We aimed at registering endoscopic abnormalities and potentially associated risk factors among patients with COVID-19.

METHODS

All consecutive patients with COVID-19 undergoing endoscopy in 16 institutions from high-prevalence regions were enrolled. Mann-Whitney U, χ or Fisher's exact test were used to compare patients with major abnormalities to those with negative procedures, and multivariate logistic regression to identify independent predictors.

RESULTS

Between February and May 2020, during the first pandemic outbreak with severely restricted endoscopy activity, 114 endoscopies on 106 patients with COVID-19 were performed in 16 institutions (men=70.8%, median age=68 (58-74); 33% admitted in intensive care unit; 44.4% reporting GI symptoms). 66.7% endoscopies were urgent, mainly for overt GI bleeding. 52 (45.6%) patients had major abnormalities, whereas 13 bled from previous conditions.
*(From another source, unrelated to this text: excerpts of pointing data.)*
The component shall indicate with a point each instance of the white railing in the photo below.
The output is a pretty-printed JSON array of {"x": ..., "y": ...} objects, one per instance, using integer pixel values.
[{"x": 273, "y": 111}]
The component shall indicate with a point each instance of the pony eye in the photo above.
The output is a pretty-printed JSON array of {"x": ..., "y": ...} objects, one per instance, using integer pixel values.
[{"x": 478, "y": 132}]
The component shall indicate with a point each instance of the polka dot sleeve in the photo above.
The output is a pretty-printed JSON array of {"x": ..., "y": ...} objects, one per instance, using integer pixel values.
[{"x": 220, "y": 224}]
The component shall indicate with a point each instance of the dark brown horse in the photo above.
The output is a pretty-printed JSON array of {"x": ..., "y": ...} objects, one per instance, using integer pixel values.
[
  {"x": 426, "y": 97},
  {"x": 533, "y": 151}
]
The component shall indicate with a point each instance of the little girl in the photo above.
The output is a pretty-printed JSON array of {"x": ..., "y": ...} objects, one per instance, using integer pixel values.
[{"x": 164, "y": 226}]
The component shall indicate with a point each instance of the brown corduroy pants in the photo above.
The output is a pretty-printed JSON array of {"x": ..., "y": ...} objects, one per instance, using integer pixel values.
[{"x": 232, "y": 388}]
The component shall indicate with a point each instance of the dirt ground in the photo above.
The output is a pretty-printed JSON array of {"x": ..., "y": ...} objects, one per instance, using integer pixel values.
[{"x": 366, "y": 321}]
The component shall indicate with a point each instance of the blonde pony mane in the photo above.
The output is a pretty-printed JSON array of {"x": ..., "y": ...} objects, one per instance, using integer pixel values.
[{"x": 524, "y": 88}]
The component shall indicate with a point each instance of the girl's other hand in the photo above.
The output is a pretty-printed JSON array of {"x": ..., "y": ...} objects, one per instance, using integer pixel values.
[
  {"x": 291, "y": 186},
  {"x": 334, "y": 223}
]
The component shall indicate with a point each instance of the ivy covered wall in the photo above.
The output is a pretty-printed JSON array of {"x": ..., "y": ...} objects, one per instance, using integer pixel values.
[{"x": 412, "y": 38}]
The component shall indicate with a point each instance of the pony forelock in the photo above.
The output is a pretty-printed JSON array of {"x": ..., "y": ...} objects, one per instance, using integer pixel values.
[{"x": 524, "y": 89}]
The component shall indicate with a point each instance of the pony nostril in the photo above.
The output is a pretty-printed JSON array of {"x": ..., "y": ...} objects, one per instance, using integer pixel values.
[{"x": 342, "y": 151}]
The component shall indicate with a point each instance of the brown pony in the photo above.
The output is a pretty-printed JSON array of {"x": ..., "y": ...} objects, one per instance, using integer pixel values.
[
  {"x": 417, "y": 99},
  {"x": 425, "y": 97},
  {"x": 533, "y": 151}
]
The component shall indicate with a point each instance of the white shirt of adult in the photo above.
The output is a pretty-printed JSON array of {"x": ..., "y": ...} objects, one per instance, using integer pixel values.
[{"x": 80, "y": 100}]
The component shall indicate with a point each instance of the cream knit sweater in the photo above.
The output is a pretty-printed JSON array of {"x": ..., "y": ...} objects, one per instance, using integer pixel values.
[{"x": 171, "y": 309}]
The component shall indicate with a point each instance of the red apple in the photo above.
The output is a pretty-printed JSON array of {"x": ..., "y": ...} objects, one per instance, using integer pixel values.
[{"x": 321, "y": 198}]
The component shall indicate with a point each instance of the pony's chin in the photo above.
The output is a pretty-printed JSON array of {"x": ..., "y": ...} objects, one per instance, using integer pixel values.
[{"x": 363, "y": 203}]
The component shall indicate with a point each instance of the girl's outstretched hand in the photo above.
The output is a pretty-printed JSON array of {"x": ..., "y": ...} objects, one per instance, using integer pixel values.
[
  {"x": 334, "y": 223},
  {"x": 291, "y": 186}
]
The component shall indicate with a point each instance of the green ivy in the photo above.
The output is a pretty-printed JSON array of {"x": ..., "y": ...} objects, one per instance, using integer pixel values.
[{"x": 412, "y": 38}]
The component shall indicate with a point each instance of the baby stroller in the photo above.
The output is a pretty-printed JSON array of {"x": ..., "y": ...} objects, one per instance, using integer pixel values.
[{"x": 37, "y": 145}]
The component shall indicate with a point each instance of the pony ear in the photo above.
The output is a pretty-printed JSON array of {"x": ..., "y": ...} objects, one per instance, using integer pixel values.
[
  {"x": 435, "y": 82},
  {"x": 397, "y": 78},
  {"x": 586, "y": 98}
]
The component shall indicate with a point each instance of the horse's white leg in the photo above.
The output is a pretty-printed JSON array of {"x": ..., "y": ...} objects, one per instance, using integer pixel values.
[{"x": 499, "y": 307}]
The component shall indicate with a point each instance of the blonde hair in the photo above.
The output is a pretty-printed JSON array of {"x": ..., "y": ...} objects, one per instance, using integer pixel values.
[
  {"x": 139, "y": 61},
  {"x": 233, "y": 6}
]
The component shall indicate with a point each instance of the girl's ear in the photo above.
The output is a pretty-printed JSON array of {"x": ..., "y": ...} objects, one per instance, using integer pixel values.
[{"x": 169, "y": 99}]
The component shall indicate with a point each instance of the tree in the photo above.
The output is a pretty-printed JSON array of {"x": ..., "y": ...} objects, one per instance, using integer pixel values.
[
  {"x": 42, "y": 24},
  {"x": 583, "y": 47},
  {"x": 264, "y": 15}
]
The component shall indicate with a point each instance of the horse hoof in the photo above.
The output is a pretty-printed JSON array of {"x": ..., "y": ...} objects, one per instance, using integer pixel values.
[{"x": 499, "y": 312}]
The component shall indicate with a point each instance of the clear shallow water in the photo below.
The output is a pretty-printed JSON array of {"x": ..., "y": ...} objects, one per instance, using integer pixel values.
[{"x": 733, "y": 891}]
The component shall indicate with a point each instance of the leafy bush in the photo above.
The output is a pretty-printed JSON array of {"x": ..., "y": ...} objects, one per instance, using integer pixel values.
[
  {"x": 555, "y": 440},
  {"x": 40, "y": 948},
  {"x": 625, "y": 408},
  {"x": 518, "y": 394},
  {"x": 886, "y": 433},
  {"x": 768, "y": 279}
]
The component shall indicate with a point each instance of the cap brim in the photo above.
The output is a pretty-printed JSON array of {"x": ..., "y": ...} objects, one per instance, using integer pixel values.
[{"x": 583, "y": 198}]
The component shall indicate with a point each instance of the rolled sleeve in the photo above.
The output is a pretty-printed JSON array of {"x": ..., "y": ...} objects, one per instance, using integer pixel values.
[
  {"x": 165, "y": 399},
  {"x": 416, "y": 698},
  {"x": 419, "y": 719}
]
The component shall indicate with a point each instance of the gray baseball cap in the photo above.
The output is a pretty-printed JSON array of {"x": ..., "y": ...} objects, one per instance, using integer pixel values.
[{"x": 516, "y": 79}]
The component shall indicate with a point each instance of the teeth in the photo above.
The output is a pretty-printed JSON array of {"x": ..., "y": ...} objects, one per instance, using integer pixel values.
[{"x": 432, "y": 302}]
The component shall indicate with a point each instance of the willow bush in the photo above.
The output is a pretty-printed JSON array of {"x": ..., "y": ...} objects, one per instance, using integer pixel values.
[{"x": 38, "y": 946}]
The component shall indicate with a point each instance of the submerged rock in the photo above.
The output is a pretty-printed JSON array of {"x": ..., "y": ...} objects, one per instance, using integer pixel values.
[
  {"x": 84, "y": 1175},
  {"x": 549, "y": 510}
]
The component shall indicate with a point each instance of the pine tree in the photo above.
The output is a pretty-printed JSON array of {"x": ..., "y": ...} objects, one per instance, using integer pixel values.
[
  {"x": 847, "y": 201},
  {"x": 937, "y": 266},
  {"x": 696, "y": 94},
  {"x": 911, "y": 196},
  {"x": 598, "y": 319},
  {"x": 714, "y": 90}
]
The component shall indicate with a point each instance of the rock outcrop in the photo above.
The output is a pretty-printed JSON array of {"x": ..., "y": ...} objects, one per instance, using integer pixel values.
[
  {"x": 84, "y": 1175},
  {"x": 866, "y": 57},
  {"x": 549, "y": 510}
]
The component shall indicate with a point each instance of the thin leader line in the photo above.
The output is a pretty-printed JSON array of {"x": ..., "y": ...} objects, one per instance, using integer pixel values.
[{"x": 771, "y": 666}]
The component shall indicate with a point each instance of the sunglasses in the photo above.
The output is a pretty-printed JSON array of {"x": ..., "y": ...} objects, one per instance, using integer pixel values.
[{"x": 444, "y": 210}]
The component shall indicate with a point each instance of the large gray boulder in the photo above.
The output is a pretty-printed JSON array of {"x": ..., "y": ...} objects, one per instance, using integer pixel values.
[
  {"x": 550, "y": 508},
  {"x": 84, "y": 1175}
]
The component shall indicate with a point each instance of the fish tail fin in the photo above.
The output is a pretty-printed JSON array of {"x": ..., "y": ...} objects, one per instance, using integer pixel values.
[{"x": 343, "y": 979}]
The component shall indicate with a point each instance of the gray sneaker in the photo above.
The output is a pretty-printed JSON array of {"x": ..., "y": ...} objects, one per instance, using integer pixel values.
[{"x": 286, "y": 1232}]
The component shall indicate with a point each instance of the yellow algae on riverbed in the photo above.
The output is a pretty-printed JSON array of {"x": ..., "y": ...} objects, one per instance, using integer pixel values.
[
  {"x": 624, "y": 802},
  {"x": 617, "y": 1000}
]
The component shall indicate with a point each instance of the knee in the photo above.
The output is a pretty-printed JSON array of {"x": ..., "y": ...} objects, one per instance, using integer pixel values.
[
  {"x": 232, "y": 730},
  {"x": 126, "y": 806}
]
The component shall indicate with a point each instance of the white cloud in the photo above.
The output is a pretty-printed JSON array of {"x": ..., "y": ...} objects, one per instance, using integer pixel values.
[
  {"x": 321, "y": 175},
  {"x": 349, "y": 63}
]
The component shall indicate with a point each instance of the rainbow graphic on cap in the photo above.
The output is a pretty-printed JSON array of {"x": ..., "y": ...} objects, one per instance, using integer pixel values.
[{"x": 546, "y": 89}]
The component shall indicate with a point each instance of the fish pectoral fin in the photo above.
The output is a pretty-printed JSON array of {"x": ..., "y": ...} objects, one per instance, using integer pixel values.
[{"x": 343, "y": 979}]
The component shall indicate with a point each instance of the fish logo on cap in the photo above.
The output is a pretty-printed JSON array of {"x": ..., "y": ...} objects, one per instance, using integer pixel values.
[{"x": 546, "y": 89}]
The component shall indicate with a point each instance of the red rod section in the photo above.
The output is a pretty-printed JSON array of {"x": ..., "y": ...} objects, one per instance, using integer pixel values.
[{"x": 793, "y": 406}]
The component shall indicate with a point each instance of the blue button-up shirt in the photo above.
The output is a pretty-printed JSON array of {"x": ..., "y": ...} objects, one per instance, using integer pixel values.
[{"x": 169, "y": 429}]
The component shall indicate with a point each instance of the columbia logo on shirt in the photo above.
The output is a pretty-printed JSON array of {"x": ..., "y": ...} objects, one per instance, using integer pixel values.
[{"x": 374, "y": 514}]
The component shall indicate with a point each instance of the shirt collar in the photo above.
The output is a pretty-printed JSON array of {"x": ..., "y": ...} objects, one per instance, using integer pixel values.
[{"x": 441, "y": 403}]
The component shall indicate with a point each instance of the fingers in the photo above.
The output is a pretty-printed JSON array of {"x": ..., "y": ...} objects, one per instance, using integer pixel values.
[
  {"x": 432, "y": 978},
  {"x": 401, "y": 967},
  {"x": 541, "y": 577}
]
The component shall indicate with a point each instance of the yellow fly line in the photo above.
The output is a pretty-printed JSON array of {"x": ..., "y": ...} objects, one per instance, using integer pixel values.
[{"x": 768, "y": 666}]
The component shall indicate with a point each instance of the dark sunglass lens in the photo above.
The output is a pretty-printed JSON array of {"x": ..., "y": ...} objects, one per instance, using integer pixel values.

The most prevalent upper GI abnormalities were ulcers (25.3%), erosive/ulcerative gastro-duodenopathy (16.1%) and petechial/haemorrhagic gastropathy (9.2%). Among lower GI endoscopies, 33.3% showed an ischaemic-like colitis.Receiver operating curve analysis identified D-dimers >1850 ng/mL as predicting major abnormalities. Only D-dimers >1850 ng/mL (OR=12.12 (1.69-86.87)) and presence of GI symptoms (OR=6.17 (1.13-33.67)) were independently associated with major abnormalities at multivariate analysis.

CONCLUSION

In this highly selected cohort of hospitalised patients with COVID-19 requiring endoscopy, almost half showed acute mucosal injuries and more than one-third of lower GI endoscopies had features of ischaemic colitis. Among the hospitalisation-related and patient-related variables evaluated in this study, D-dimers above 1850 ng/mL was the most useful at predicting major mucosal abnormalities at endoscopy.

TRIAL REGISTRATION NUMBER

ClinicalTrial.gov (ID: NCT04318366).

摘要

背景

虽然有证据表明 2019 年冠状病毒病(COVID-19)期间经常发生胃肠道(GI)受累,但内镜检查结果鲜有报道。

目的

我们旨在登记 COVID-19 患者的内镜异常和潜在相关危险因素。

方法

在高流行地区的 16 个机构中,连续纳入接受内镜检查的 COVID-19 连续患者。使用 Mann-Whitney U、χ 或 Fisher 确切检验比较主要异常患者与阴性检查患者,使用多变量逻辑回归识别独立预测因素。

结果

在 2020 年 2 月至 5 月期间,在第一次大流行爆发期间,内镜检查活动受到严重限制,在 16 个机构对 106 例 COVID-19 患者进行了 114 次内镜检查(男性=70.8%,中位年龄=68(58-74)岁;33%入住重症监护病房;44.4%报告有胃肠道症状)。66.7%的内镜检查为紧急检查,主要用于明显的胃肠道出血。52 例(45.6%)患者有主要异常,而 13 例因先前疾病出血。最常见的上消化道异常为溃疡(25.3%)、糜烂/溃疡性胃-十二指肠病(16.1%)和瘀点/出血性胃病(9.2%)。在进行的下消化道内镜检查中,33.3%显示出类似于缺血性结肠炎。受试者工作特征曲线分析发现 D-二聚体>1850ng/ml 可预测主要异常。只有 D-二聚体>1850ng/ml(OR=12.12(1.69-86.87))和存在胃肠道症状(OR=6.17(1.13-33.67))在多变量分析中与主要异常独立相关。

结论

在这项对需要内镜检查的住院 COVID-19 患者的高度选择队列中,近一半的患者表现出急性黏膜损伤,超过三分之一的下消化道内镜检查显示出缺血性结肠炎的特征。在本研究中评估的与住院相关和患者相关的变量中,D-二聚体>1850ng/ml 是预测内镜下主要黏膜异常最有用的指标。

试验注册

ClinicalTrials.gov(注册号:NCT04318366)。